A life estate deed is also a form of co-ownership. Both the life tenant and the remainder beneficiary have real interests in the property. But unlike other forms of co-ownership, they do not have property rights at the same time as each other. Instead, their interests are stacked in time. Only the life tenant has a right to current possession of the property. The remainder beneficiary’s interest does not begin until the life tenant’s death.
Life Estate Deeds and Lady Bird Deeds
Life estate deeds are often used to avoid probate. There is no need to probate the life tenant’s estate in order for the remainder beneficiary to acquire title to the real estate. To establish title to the property, the remainder beneficiary can simply file the life tenant’s death certificate in the land records.
There are a few downsides to using traditional life estate deeds to avoid probate. Once the transfer is made, the remainder beneficiary has a real, enforceable property right. The life tenant cannot simply change his or her mind. For example, if the life tenant wants to sell the property later, the remainder beneficiary must consent to the sale.

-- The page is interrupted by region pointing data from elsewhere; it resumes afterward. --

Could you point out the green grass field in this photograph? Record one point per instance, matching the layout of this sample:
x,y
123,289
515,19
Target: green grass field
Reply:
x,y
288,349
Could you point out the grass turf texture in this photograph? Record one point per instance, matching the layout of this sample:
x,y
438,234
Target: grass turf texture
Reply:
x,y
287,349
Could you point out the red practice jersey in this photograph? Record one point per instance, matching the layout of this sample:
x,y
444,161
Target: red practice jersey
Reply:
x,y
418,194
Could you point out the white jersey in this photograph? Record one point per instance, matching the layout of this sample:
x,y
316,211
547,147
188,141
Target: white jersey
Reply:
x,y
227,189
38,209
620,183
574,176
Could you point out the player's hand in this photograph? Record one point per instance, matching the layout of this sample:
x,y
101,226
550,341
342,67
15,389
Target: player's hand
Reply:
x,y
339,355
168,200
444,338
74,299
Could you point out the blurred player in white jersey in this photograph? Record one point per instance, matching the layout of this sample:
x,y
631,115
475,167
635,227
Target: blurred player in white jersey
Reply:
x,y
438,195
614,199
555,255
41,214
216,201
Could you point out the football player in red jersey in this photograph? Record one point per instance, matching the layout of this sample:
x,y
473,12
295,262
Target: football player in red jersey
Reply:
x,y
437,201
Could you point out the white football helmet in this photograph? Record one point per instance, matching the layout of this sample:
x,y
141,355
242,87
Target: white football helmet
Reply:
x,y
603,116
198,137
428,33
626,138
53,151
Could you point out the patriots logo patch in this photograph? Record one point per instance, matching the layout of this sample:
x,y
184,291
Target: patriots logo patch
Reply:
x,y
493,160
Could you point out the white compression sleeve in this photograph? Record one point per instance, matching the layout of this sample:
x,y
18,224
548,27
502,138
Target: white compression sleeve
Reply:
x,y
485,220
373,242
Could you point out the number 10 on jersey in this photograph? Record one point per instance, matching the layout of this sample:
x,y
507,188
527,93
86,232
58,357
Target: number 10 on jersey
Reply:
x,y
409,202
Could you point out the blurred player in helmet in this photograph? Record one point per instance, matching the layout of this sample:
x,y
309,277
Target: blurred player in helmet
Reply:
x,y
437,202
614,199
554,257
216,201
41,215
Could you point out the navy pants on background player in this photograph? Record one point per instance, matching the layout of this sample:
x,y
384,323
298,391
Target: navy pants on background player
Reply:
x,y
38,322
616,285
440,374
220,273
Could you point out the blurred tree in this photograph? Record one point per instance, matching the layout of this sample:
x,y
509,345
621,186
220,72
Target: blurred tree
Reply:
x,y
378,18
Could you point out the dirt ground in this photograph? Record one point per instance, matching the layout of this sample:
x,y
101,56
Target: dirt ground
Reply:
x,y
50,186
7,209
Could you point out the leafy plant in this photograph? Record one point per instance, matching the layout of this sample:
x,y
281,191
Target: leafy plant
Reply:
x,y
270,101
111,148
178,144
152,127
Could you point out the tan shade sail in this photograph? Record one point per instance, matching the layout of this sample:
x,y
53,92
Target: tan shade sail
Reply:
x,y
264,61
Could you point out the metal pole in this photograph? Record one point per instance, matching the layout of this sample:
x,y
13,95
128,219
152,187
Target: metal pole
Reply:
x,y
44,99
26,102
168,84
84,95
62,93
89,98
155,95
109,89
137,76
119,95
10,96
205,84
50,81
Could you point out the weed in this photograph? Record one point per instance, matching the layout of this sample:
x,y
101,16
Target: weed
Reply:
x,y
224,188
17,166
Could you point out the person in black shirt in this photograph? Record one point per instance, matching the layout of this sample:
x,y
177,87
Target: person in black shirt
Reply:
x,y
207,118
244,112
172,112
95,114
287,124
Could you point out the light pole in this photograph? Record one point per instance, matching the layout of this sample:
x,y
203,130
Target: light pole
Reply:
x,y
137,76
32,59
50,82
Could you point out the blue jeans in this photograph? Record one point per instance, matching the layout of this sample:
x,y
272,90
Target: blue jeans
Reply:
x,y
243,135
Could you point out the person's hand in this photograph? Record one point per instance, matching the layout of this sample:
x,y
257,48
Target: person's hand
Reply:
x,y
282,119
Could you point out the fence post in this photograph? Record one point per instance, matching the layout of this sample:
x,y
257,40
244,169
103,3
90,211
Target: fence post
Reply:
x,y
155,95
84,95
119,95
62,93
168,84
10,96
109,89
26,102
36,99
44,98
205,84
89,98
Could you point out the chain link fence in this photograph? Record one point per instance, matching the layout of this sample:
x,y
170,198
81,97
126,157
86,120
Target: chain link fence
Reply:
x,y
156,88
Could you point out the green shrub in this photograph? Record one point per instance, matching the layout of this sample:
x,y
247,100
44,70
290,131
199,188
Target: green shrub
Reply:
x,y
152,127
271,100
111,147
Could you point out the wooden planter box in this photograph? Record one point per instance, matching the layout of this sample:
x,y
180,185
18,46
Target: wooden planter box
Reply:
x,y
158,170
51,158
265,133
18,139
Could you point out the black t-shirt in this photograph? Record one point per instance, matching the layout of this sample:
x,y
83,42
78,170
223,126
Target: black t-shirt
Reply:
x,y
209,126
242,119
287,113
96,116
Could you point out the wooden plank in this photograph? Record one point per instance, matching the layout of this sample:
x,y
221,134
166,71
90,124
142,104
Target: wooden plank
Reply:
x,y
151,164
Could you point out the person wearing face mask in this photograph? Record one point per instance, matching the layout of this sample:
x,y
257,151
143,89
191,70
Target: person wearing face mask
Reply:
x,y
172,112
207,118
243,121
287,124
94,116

To avoid these problems, some states allow the use of a special deed form called a lady bird deed form. Like a traditional life estate deed, a lady bird deed avoids probate on the death of the life tenant. But unlike a traditional life estate deed, the life tenant may freely deal with the property during his or her lifetime without the remainder beneficiary’s involvement. The life tenant may even change the remainder beneficiary or undo the life estate arrangement, all without the remainder beneficiary’s consent. This flexibility often makes a lady bird deed a popular alternative for avoiding probate.